Ahern expresses devolution hopes

Updated: 22:43, Thursday, 3 November 2005

The Taoiseach, Bertie Ahern, has said he hopes to see devolution restored to Northern Ireland sometime next year.

1 of 2 Dáil Éireann Debate on Sinn Féin motion
Dáil Éireann
Debate on Sinn Féin motion

The Taoiseach, Bertie Ahern, has said he hopes to see devolution restored to Northern Ireland sometime next year.

Mr Ahern said the constitutional issue is now settled and the use of violence to achieve a united Ireland is a thing of the past.

He was speaking at an Institute of Directors lunch in Belfast this afternoon.

Separately, the Minister for Justice, Michael McDowell, told the Dáil that the Republican movement could not make progress in building trust in the North until its leaders begin to tell the truth.   

Mr McDowell was responding to a Sinn Féin private members' motion on Irish unity which fell after a Government amendment was voted through.

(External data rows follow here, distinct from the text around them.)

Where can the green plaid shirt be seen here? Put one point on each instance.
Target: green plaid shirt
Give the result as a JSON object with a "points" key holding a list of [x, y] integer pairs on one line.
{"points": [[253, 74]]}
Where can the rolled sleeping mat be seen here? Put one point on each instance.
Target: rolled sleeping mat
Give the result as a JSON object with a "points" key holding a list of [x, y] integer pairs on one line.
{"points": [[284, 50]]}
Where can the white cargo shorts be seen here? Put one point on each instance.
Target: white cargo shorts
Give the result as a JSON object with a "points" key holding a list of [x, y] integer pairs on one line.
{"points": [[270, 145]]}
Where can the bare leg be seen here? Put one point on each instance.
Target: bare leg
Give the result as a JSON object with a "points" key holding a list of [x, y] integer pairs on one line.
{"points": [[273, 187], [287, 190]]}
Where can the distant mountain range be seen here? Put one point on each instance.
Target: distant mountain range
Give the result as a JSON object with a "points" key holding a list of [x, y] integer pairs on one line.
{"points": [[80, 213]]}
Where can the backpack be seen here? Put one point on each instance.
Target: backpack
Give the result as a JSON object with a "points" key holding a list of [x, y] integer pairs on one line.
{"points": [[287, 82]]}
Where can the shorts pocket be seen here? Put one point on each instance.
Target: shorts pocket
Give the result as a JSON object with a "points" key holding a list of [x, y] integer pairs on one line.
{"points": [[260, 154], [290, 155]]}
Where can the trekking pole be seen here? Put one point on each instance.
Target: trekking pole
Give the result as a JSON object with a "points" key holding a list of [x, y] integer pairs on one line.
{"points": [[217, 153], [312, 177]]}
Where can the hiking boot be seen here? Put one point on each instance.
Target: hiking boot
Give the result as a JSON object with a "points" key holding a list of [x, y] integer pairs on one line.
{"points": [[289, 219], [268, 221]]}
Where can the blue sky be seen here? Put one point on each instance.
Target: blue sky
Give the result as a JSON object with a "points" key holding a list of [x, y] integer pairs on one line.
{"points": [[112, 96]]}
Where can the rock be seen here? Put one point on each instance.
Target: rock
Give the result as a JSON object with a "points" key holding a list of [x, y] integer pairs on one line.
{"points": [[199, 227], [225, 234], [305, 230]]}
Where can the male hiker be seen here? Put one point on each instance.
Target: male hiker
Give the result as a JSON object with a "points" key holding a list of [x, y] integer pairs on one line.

The minister also said that he believed a united Ireland would come about, but that building it would require a statesmanship that the Republican movement was incapable of.

Mr McDowell said the leadership of the Republican movement was distinguished by what he called a radical inability to tell the truth.

He said that telling the truth about issues like the IRA's involvement in the Northern Bank robbery and the killing of Detective Garda Jerry McCabe was essential if trust was to be built between the communities.

Labour claims over decommissioning

The Labour Party leader, Pat Rabbitte, accused the party of failing to deliver on decommissioning.

Mr Rabbitte said that the party never had any real interest in devolved government and had shed only crocodile tears on the collapse of the Assembly and Executive.

Responding, Sinn Féin TD Arthur Morgan challenged the grass roots of Fianna Fáil to ask themselves whether their party any longer represented their aspirations for a united Ireland, claiming that their new found republicanism rang hollow.  

Mr Morgan said Sinn Féin's motion had been put down in an attempt to secure consensus, but that Fianna Fáil in particular was running away from a constructive debate on unity.